Alles ging so leicht, dass er schwerelos im Raum zu schweben schien. Zwar war er zu den Eliten aufgestiegen, doch er blieb ein Fremder mit seinen caritativen Zwängen, die man insgeheim belächelte und zum wirksamen PR-Gag degradierte.

Hoeneß ist das christliche Pendant zu dem Popperianer George Soros, der auch durch Zocken reich werden wollte, um die Offene Gesellschaft in der Welt zu verbreiten.

Alle Freunde des Münchners sagen heute: den privaten Uli kennen wir nicht. Seine süchtigen Geldspiele blieben ihnen verborgen.

Während Soros seine Philosophie mit Stiftungen und Büchern verbreitete, blieb Hoeneß isoliert. Je mehr er sich ängstigte, im Elitenbereich als Außenseiter enttarnt zu werden, je mehr tat er, um die Enttarnung durch Fehlleistungen selbst herbeizuführen.

Wie im Märchen vom Fischer und seiner Frau enden seine bis an den Himmel gewachsenen Bedürfnisse mit der schmählichen Rückkehr zum schäbigen Anfang:

„Als sie schließlich fordert, wie der liebe Gott zu werden, wird sie wieder zurück in die armselige Hütte versetzt, wie am Anfang. (Ga man hen. Se sitt all weder in’n Pissputt.)“

Hoeneß’ Pissputt wird das Gefängnis sein. Noch versteht der Gefallene nicht, was ihm geschah. Seine Zeit als Manager des erfolgreichsten Fußballklubs ist vorbei. Hoeneß, der exemplarische Sohn einer christlichen Gesellschaft, muss sein Kreuz auf sich nehmen und seine Niederlage eingestehen. Stolz verschmäht er eine Revision, nur zum schnöden Zweck, seine Strafe zu reduzieren.

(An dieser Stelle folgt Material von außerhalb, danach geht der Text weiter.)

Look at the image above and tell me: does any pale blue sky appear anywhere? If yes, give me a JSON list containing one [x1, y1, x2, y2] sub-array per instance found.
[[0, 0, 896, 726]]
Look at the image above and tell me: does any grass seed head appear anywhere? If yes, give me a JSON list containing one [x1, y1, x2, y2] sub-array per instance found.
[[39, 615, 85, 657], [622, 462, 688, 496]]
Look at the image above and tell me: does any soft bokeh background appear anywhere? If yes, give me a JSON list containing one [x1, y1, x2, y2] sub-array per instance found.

Beugen lässt er sich nicht, auch nicht in der Not. Sein Strafbedürfnis hält ihn aufrecht. Auch in seiner dunkelsten Stunde will er ein Vorbild sein. Nun steht er vor seiner via dolorosa und wird seine imitatio christi bis zum bitteren Ende vollenden.

Der himmlische Sohn, sein Vorbild, verwandelte seine Niederlage am Kreuz in eine gloriose Auferstehung. Uli, sein Knecht, wird keine Auferstehung erleben.

Hoeneß’ exemplarischer Aufstieg und Fall wird das Verhältnis der Deutschen zum Kapitalismus verändern.